Ga. Department of Transportation Commissioner Russell McMurry today denied Kinder Morgan’s application for a public needs certificate. Without it, the energy company cannot complete the steps necessary to condemn property along its proposed 210-mile pipeline route in Georgia.
“After careful consideration of information in the application submitted by Kinder Morgan on behalf of Palmetto; numerous public comments submitted at seven public meetings held by Palmetto; two public hearings hosted by the Georgia DOT; and approximately 3,000 public comments submitted online and by mail to myself and the Utilities staff, the Department has determined that it will not issue a Certificate of Public Convenience and Necessity,” McMurry said in a written statement.

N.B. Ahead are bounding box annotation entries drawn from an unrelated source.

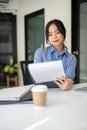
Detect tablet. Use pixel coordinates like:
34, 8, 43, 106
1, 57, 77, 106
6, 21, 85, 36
28, 60, 65, 84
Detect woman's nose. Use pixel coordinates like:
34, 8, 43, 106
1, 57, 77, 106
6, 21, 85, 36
53, 33, 57, 38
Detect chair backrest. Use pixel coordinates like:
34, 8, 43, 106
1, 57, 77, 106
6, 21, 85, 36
20, 61, 33, 85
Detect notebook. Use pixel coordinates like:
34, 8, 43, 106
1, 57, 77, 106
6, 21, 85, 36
28, 60, 65, 87
0, 85, 33, 104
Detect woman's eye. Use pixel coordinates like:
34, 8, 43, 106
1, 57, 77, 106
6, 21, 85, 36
56, 32, 60, 34
49, 34, 52, 36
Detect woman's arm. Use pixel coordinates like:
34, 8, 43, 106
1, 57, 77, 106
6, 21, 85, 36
54, 76, 73, 90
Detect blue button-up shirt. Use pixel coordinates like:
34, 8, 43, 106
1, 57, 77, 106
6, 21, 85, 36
34, 45, 77, 80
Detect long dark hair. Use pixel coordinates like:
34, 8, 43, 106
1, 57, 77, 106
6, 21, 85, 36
46, 19, 66, 44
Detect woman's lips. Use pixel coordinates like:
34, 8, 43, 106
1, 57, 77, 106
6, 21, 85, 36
53, 40, 59, 42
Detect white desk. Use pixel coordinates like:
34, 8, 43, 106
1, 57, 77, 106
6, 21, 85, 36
0, 83, 87, 130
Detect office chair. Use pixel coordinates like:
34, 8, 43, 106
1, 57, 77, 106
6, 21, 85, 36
20, 61, 33, 85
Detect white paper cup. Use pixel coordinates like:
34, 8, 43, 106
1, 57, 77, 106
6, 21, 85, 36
31, 85, 48, 106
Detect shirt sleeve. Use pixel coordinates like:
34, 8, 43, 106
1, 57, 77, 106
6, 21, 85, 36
65, 55, 77, 80
34, 48, 43, 63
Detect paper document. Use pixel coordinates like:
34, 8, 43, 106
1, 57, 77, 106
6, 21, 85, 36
28, 60, 65, 83
0, 85, 32, 101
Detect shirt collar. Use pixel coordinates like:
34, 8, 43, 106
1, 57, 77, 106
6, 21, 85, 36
50, 45, 69, 55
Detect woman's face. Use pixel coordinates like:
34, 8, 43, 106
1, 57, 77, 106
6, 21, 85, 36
48, 24, 64, 48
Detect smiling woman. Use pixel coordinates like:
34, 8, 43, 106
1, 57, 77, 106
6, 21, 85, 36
34, 19, 77, 90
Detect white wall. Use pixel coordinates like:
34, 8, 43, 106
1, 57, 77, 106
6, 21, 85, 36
13, 0, 71, 85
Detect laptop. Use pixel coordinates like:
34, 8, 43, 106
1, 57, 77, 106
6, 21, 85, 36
28, 60, 65, 88
0, 85, 33, 104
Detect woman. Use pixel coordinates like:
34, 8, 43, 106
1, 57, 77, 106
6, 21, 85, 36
34, 19, 77, 90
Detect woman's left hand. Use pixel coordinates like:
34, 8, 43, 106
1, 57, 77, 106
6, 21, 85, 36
54, 76, 73, 90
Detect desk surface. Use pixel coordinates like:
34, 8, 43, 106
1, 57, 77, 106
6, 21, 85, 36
0, 83, 87, 130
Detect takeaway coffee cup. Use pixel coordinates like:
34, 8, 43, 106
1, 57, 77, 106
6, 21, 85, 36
31, 85, 48, 107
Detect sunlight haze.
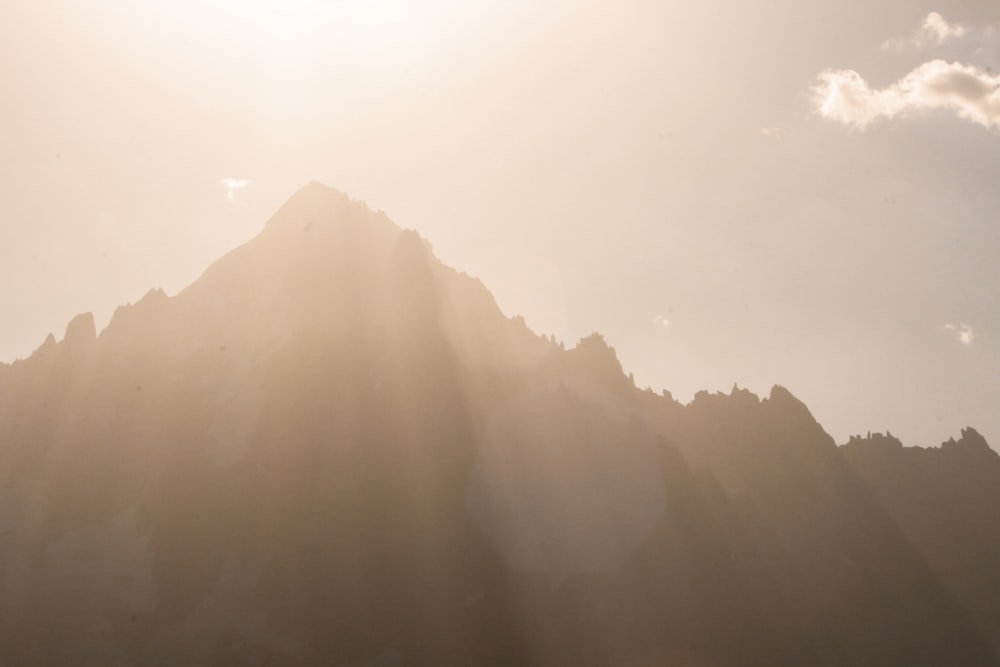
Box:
[0,0,1000,448]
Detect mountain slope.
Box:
[0,184,1000,665]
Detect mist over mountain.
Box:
[0,183,1000,667]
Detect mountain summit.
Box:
[0,183,1000,666]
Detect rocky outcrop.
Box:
[0,184,1000,665]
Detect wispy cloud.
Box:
[760,127,781,141]
[944,324,976,347]
[882,12,969,52]
[812,60,1000,130]
[221,178,253,201]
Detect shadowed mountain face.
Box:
[0,184,1000,667]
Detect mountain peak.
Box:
[63,313,97,346]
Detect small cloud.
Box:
[918,12,968,45]
[944,324,976,347]
[882,12,969,53]
[812,60,1000,130]
[221,178,253,201]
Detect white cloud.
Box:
[882,12,969,52]
[221,178,253,201]
[944,324,976,347]
[812,60,1000,130]
[917,12,967,45]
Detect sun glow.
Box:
[162,0,450,56]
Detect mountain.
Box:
[0,183,1000,667]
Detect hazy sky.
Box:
[0,0,1000,447]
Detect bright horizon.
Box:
[0,0,1000,447]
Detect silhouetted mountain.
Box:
[0,184,1000,667]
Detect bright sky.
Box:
[0,0,1000,446]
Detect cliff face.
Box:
[842,428,1000,652]
[0,184,1000,665]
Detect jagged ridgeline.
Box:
[0,184,1000,667]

The $1 billion project would route gasoline, ethanol and diesel from the Gulf Coast and from South Carolina to North Augusta, Savannah and Jacksonville, taking a buried steel pipeline through about 600 private tracts of land in a dozen Georgia counties along the Savannah River and down the coast. The company must get a needs certificate before it can apply to the state Environmental Protection Division for an environmental assessment of the route, the second piece needed before it can exercise the power of eminent domain.

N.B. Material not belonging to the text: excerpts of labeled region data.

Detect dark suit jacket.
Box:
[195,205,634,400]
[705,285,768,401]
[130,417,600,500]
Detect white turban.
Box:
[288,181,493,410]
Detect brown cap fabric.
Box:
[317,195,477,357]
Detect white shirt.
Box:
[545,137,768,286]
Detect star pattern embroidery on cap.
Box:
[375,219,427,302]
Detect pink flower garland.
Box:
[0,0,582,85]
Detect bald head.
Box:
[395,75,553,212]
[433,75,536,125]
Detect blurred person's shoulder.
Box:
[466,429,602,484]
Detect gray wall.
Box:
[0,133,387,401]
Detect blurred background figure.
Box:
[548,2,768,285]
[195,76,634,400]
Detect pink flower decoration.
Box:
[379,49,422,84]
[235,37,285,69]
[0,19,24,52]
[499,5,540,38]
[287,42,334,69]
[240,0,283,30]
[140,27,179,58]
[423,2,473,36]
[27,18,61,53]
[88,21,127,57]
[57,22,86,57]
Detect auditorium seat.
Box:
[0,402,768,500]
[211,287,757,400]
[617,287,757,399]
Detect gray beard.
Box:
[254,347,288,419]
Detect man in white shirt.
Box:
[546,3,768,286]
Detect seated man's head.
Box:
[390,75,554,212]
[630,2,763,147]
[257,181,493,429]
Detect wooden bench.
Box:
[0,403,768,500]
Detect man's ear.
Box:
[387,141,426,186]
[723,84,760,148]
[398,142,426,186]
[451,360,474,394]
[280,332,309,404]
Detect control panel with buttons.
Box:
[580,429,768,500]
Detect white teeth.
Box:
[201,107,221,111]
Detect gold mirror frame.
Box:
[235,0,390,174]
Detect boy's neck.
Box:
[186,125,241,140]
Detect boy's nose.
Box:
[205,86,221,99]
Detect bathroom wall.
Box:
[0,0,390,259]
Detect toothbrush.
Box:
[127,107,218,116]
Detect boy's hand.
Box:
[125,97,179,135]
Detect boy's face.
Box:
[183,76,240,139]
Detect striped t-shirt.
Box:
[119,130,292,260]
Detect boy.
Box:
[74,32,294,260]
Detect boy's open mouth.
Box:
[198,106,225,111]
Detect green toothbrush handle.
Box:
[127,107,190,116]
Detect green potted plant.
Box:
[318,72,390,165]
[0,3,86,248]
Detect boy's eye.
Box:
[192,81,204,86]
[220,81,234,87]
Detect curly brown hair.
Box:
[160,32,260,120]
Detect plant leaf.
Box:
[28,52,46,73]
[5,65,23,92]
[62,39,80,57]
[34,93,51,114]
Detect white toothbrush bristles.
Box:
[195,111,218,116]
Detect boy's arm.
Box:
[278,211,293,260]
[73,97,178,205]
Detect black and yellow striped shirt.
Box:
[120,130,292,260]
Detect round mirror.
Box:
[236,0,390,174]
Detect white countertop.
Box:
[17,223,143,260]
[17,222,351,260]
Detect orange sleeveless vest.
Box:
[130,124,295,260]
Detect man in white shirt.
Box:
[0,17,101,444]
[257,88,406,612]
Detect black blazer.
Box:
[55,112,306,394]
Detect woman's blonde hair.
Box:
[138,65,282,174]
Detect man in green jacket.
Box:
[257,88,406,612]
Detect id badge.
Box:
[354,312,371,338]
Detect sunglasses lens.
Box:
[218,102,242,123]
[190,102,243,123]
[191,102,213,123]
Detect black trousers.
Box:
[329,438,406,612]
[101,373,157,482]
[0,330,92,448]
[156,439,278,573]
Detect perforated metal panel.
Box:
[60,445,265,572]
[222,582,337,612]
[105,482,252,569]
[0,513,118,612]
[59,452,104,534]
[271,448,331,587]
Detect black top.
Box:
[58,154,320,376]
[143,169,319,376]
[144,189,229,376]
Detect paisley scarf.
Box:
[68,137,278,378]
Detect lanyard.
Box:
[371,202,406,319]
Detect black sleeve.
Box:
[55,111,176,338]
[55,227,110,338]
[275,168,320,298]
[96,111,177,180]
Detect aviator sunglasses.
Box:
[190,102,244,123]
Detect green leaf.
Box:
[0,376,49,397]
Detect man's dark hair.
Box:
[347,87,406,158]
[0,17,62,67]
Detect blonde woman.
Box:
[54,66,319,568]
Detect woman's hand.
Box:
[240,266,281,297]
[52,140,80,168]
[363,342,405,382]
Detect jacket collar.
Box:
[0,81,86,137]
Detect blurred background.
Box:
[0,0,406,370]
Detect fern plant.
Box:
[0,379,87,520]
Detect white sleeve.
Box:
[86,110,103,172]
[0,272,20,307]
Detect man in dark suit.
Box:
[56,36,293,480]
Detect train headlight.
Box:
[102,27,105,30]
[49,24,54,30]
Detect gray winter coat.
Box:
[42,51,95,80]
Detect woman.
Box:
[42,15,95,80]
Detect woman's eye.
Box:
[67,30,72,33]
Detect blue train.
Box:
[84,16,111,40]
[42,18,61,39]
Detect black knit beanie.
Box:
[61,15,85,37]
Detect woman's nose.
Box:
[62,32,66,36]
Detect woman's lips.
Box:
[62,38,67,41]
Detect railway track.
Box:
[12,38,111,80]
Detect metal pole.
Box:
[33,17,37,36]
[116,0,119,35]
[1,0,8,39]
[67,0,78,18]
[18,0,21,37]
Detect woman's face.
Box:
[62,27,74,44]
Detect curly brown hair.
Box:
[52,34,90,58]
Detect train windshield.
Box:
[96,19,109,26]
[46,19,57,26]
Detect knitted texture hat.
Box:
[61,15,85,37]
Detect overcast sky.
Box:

The question before McMurry was whether the company demonstrated public need in its application. In a letter to Kinder Morgan, McMurry explained “there is substantial evidence showing that the pipeline would not constitute a public convenience and necessity,” he wrote.
Georgia law allows the company to appeal McMurry’s decision to superior court within 30 days. That’s what Kinder Morgan Vice President Allen Fore has previously stated the company will do.
The appeal will likely be heard in Fulton County. Texas-based Kinder Morgan conducts its Georgia business, including 3,000 miles of existing pipeline, from a base in Alpharetta.